The Proclaimers have often been the source of ridicule with their glasses and the pasty-puff cover that was King of the Road, but Like Comedy sees them finding some form as the folicles disappear and the kids are of an age where they can do exactly what their dads did in their youth.
The Proclaimers are a product of Auchermuchty but Garbage owes much of its success to their Edinburgh-born lead singer, Shirley Manson, who was once a part of the criminally under-rated Goodbye Mr MacKenzie. Garbage had a sparkling self-titled debut in 1995 which was a prod in the belly of Britpop with a lukewarm fork. This was how grunge should have evolved, retaining much of the noise and passion but channelling that into a sound that was feisty but electro-charged and adventurous.
Manson is certainly feisty and kicks off Not Your Kind of People (Stun Volume/ Liberator Music) – in velicose mood, on Automatic Systematic Habit, bellowing LIES LIES LIES at a presumed former lover, before telling us why exactly she’s slightly peed off. “Oh men like you keep me up at night/ you want your woman at home and your bit on the side.” Which is all well and good but I can’t imagine a male singer saying the same thing, replacing men with women and escaping being labelled sexist.

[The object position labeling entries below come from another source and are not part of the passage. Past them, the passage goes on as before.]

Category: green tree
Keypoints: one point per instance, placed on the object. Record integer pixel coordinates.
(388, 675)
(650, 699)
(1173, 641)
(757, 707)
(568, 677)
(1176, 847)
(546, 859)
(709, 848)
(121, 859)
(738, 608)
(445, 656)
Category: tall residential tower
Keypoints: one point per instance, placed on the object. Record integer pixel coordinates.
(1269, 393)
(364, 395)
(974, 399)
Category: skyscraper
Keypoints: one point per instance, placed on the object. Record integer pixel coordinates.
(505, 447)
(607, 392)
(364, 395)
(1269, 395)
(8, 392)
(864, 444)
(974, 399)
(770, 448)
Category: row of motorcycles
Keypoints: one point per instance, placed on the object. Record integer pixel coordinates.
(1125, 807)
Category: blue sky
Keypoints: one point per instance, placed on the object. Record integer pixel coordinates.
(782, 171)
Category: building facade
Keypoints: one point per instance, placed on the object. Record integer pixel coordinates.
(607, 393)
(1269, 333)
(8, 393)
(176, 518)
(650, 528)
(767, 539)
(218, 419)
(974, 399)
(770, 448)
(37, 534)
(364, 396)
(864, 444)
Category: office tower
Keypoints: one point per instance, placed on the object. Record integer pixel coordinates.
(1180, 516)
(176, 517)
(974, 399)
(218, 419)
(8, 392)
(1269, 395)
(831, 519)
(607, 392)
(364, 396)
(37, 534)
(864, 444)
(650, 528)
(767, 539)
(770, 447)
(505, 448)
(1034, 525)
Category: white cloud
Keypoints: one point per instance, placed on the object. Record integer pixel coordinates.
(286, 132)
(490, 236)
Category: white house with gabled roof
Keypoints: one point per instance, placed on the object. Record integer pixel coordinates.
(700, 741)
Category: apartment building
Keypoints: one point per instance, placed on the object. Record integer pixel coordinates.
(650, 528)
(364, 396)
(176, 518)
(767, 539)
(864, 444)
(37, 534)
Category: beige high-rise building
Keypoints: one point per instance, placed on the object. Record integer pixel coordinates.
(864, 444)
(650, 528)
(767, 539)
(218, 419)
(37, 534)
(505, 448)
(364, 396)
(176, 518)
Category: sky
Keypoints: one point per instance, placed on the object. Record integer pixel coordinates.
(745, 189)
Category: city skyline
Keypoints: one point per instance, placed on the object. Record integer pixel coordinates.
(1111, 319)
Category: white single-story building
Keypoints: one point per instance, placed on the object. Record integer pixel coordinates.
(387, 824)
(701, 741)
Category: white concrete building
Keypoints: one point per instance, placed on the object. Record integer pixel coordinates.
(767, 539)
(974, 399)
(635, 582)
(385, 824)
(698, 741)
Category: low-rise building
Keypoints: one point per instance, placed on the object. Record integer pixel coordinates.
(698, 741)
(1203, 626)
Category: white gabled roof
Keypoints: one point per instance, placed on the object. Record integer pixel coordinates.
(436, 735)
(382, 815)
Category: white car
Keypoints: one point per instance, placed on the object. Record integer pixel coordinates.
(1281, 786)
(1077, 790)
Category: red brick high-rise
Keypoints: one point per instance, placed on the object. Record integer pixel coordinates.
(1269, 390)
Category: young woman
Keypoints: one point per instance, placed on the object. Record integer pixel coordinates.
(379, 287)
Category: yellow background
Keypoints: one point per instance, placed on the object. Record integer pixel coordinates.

Plenty of fuzzy guitars abound, Manson adopts a near-rap style on Blood for Poppies and it has a frenetic feel, as if they’re keen to make up for lost time. Control is a track that could have fitted on their debut, with its choppy beats and rousing verse. It’s followed by the title track that brings the mood down a notch, and is the weak link in an album that fails to break new ground, though that may not have been the purpose. This is an album whose objective is to reclaim some ground away from the emo bands, Radiohead and even the Gaga generation.